The instrument differed from previously published quality scoring schemes in several ways. It was not a checklist but rather was a set of structured judgments, graded ordinally, allowing users the discretion not to penalize a manuscript if a detail was omitted that was not critical to the study's interpretation. Also, in keeping with the definition of quality given above, each question was about the adequacy of the reporting rather than the quality of the research itself.
Assessment
A panel of 44 physicians and epidemiologists with training in research methods and in critically assessing the medical literature was recruited to serve as an independent panel of expert assessors (“experts”). They did not receive any formal training in the use of the assessment instrument, although general guidelines were given on the cover sheet (Appendix). The panel was masked to the design and aims of the study; they were told only that they were participating in a “study of manuscript quality” for Annals.
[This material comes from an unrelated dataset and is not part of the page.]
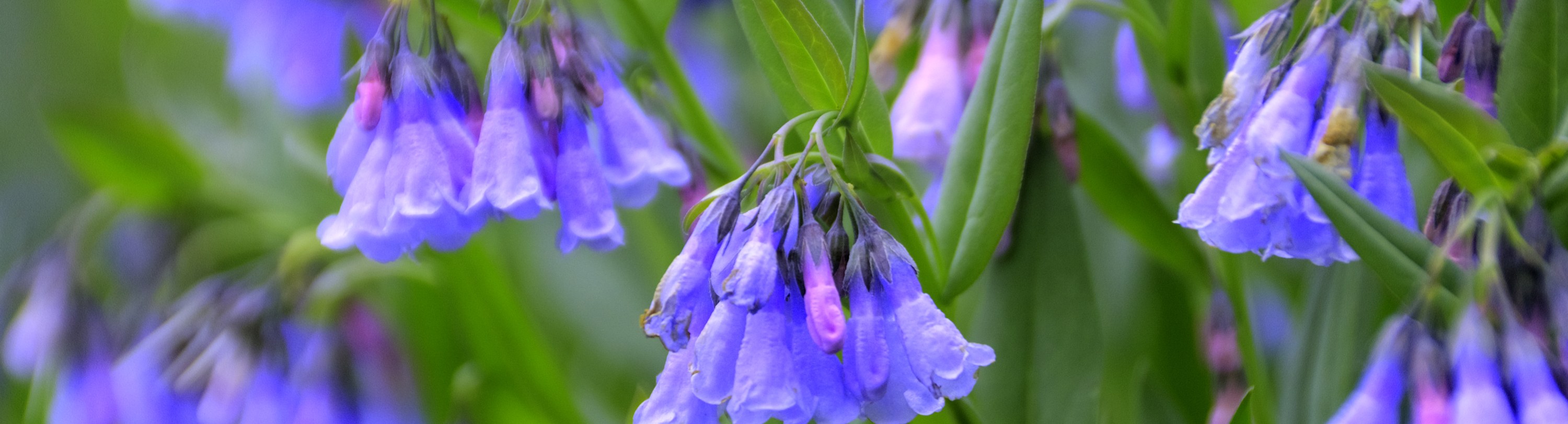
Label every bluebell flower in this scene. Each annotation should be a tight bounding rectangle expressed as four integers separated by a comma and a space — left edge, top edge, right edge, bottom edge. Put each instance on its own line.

“Before” and “after” versions of each manuscript were randomly assigned to different experts to prevent the bias that might have been introduced if they could infer the design of the study and thereby which manuscript had been through the editorial process. Thirty-two manuscript versions were given to two or three experts to assess the reliability of the instrument; all others were assessed by only one expert.
Statistical Analyses
The study was designed to have 90% power to detect a 0.5 unit change in average score, assuming a within-manuscript standard deviation of 1 scale unit, using α = 0.05. The main outcome measure was the percentage of items that were scored 3 or higher on the 5-point scales (percentage score). The average of all score components (average score) was also analyzed. Linear regression was used to assess the effect of revision on each of these outcome measures, with terms controlling for manuscript and reviewer.
Item-specific analyses were done on dichotomized item scores (0 for ratings ≤ 2 and 1 for ratings ≥ 3). The change from before revision to after revision in individual items was statistically assessed with conditional logistic regression, which allowed for variable group sizes (because of the reliability study) and for the correlation of scores within the manuscript. For displaying the item results, manuscripts that had more than one evaluation had their original numerical score (1 to 5) averaged and then converted into a dichotomous variable. The reported percentages represent the fraction of manuscripts that rated a specific item of 3 or more. Reliability of the instrument was assessed with the intraclass correlation coefficient.
Linear regression was also used to assess the effect of initial quality on the before–after change. Control for regression to the mean was achieved by a median split of the manuscripts according to the average of their before and after scores. Thus, manuscripts rated in the bottom 50% were not those with the lowest initial scores but were those whose before–after average was in the bottom 50%. All confidence intervals (CI) are 95%. JMP (SAS Institute, Carey, North Carolina) and Egret (Seattle, Washington) statistical software packages were used for all of the analyses.
Results
From 1 March 1992 through 1 March 1993, 113 reports of original research were accepted for publication in Annals, and all were entered into the study. There were a total of 258 evaluations: 111 manuscripts were evaluated before and after revision, 30 in duplicate and 2 in triplicate, and 2 had only 1 version evaluated. Most of the replications were done on “before” manuscripts; 143 evaluations of manuscripts were done before revision and 115 after revision. The 2 manuscripts with only 1 version evaluated were excluded from the analysis.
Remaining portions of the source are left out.